Manuel Castells
Enformasyon Çağı ve Ağ
Toplumu
Manuel Castells, 1942’de İspanya’da doğdu. Doktorasını
1967’de Paris Üniversitesi’nden aldı. 1972’de yayınlanan “La Question Urbaine” adlı kitabıyla
yeni kent sosyolojisi kavramının kurucuları arasında yer aldı.
Castells’e göre, post modern topluma temel özelliğini veren
bilgi teknolojisi, internet ve dünyayı saran bilişim ağlarıdır.
1970’lerde yaşanan petrol krizinden sonra endüstri
toplumunun öneminin azalmakta olduğu kanısı yaygınlık kazandı. Daniel Bell bu
dönemi enformasyon toplumu olarak tasvir ederken, endüstriyel üretimin
gerilediğine ve bunun yerine hizmet sektörünün geliştiğine dikkat çekti.
Castells bu noktada Bell’in görüşlerini paylaşmaktadır. Çalışmaları,
enformasyon teknolojilerindeki gelişmelerin kültür, politika ve ekonomi
içindeki değişmelerin ve yeni medya teknolojilerinin işlevlerinin ne olduğunun
analizine yöneliktir. Castells, enformasyonel ekonominin doğuşunu, “ağ
toplumu”nun oluşması olarak ortaya koymaktadır. Ağ
toplumu; ağlar oluşturma mantığı etrafında merkezsiz, hiyerarşi
içermeyen, yatay ilişkilerin hâkim olduğu bir toplumsal örgütlenme biçimidir.

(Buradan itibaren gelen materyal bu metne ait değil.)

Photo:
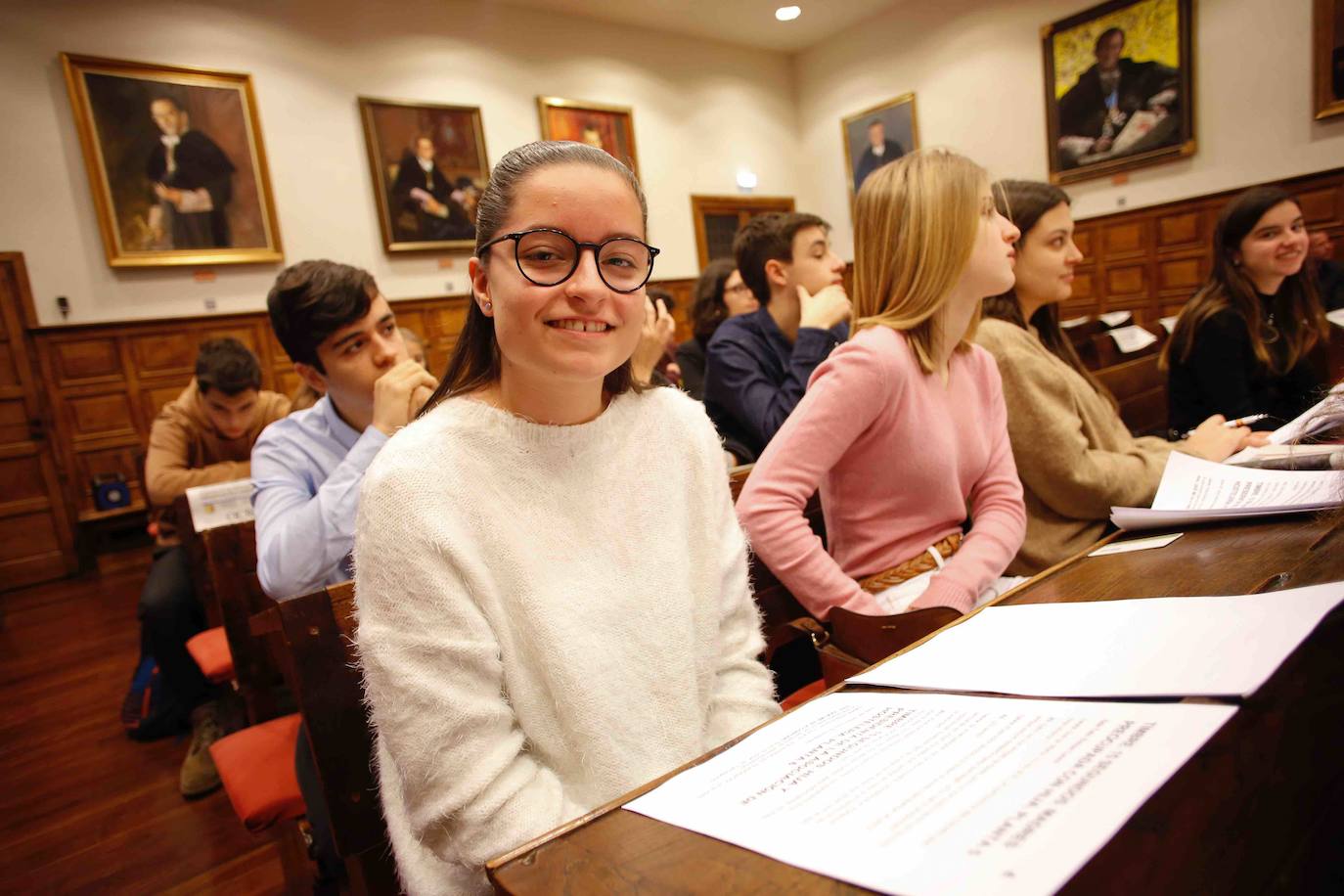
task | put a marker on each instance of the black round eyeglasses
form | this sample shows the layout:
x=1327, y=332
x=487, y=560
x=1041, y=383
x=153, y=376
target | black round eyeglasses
x=550, y=256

Endüstri toplumunun ortadan kalkıyor olması temelde
kapitalizmin de ortadan kalktığı anlamına gelmemektedir. Enformasyon toplumunda
olan şey kapitalist ilişkilerin ağ mantığı dolayımıyla küresel ölçekte yaygınlaşmasıdır.
Ağ toplumu, küresel ölçekte sermayenin, kültürün, işgücünün ve toplumların karşılıklı
bağımlılık içerisine girmeleridir.
Castells’e göre ağ toplumu, 1960’ların sonu ve 1970’lerin başında
üç bağımsız sürecin birlikte oluşmasıyla meydana gelmiştir. Birincisi,
enformasyon teknoloji devrimi, ikincisi, kapitalizmin de devletçiliğin de
ekonomik krize girmesi ve peşinden yapılanmaları, üçüncüsü, liberteryanizm,
insan hakları, feminizm ve çevrecilik gibi kültürel ve toplumsal hareketlerin
yeşermesidir.
Enformasyon teknolojisi devriminin temelinde mikro
elektronik ve genetik mühendisliği vardır.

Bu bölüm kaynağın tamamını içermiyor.